Immer wieder werden in Unternehmen Leiharbeitnehmer aus Zeitarbeitsfirmen für einen kurzen Zeitraum eingesetzt. Oft geschieht dies bei Lagerarbeiten in Speditionsunternehmen. Doch so einfach, wie sich das so mancher Spediteur vorstellt, funktioniert das nicht.
Denn auch bei der Einstellung von Leiharbeitnehmern hat der Betriebsrat ein Mitbestimmungsrecht. Selbst dann, wenn es sich nur um eine kurzzeitige Tätigkeit handelt. Das hat jetzt das Hessische Landesarbeitsgericht entschieden.
Mit diesem Grundsatzurteil gaben die Frankfurter Richter dem Antrag eines Betriebsrates gegen eine Spedition statt (Az.: 4 TaBV 203/06).
Im verhandelten Fall wurde der Betriebsrat von der Unternehmensleitung einer Spedition über die jeweils vierwöchigen Einstellungen von Leiharbeitskräften, die als Packer eingesetzt wurden, nicht ausreichend informiert.

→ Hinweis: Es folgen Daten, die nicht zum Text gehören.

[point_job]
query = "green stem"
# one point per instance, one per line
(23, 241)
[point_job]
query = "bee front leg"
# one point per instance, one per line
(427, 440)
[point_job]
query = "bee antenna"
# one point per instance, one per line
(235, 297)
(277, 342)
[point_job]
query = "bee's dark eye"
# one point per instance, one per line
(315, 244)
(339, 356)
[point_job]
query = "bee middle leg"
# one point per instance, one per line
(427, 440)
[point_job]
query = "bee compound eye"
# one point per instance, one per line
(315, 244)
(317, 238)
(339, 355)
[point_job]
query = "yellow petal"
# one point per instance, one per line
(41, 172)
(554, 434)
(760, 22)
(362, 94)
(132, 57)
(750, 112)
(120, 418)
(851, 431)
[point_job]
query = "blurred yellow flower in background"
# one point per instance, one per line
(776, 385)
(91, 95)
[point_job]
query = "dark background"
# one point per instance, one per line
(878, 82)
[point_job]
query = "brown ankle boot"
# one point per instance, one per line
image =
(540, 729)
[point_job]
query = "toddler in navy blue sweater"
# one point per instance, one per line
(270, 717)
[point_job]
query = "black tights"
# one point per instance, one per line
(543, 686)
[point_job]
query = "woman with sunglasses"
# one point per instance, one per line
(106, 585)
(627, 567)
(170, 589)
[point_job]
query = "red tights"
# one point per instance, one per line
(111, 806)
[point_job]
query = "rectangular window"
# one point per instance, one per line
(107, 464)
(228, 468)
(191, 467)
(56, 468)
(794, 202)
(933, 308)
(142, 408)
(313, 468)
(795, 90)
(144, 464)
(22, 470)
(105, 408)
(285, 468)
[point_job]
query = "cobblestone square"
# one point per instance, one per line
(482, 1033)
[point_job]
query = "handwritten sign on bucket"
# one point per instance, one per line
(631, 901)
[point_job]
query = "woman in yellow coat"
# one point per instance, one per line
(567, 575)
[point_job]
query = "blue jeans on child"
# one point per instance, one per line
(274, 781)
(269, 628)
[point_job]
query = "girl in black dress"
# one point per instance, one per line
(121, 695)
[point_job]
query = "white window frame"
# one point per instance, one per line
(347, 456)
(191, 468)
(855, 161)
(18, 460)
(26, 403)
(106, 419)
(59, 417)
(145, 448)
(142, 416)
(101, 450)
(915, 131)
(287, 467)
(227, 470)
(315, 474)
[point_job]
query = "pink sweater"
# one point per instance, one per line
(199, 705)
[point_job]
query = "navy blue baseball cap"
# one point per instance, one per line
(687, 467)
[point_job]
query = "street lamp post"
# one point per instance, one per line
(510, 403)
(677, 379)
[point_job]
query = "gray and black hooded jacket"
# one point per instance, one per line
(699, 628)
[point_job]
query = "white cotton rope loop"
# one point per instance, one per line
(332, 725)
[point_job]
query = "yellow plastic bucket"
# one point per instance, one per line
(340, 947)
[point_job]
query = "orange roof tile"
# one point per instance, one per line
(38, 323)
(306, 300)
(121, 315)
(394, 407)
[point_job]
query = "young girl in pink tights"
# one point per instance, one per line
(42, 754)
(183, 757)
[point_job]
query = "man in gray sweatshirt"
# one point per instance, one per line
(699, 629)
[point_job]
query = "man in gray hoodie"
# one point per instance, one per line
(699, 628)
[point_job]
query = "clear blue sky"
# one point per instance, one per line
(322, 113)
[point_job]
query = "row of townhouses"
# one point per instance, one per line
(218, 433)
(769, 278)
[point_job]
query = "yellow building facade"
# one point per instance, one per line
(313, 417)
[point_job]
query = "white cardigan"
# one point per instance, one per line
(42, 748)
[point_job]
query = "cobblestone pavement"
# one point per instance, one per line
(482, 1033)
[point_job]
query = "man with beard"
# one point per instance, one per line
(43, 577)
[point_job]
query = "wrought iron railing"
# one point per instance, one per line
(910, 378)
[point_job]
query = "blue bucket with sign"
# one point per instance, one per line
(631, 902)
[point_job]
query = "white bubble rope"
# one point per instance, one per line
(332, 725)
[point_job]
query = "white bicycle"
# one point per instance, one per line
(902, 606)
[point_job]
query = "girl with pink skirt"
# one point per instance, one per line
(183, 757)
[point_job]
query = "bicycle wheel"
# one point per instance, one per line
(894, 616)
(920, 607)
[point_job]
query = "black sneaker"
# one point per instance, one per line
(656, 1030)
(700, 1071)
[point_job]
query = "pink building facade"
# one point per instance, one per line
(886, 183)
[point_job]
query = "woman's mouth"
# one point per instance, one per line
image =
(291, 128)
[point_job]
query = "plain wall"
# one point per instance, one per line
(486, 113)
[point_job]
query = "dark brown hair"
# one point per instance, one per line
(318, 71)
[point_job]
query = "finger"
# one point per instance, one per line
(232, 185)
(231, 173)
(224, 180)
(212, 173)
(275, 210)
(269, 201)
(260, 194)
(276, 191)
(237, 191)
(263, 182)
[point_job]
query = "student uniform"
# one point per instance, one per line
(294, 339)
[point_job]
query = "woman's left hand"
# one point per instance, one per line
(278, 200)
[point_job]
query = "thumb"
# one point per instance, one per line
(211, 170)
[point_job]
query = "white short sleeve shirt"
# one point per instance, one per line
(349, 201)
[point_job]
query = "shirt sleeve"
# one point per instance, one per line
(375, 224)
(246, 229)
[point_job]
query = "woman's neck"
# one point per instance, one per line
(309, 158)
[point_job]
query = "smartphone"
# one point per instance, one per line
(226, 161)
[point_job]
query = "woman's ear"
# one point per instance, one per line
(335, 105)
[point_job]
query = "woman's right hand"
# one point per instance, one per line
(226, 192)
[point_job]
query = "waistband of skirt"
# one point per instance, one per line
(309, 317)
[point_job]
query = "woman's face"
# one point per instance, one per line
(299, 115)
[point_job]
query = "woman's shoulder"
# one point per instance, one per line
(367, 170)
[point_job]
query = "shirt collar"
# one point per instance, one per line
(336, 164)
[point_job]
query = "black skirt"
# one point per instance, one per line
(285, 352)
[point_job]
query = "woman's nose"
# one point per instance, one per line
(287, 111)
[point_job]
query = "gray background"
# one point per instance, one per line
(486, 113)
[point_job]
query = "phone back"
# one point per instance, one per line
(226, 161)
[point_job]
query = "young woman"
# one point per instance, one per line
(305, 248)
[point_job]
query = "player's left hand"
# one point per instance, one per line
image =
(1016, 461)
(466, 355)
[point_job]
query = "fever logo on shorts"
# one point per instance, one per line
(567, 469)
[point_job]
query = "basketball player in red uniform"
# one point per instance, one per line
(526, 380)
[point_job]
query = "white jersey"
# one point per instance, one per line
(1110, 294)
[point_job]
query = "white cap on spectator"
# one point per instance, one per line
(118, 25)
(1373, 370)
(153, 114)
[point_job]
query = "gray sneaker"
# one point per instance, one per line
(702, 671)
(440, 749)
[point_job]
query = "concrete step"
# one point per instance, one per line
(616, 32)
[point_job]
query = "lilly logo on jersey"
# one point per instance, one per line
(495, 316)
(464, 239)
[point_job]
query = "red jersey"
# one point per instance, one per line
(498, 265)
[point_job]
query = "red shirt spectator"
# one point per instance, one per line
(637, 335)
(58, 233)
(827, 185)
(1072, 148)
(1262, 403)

Die Unternehmensleitung ging davon aus, dass man mit den Arbeitskräften quasi nichts zu tun habe und noch nicht einmal ihre Namen kenne. Sie würden schließlich von dem Verleiher bezahlt.
Laut dem Urteil ist jedoch die Beschäftigung von Zeitarbeitern stets mitbestimmungspflichtig. Dagegen Keinen Anspruch hingegen habe die Arbeitnehmervertretung auf Informationen über deren Identität, solange diese auch dem Arbeitgeber unbekannt sei.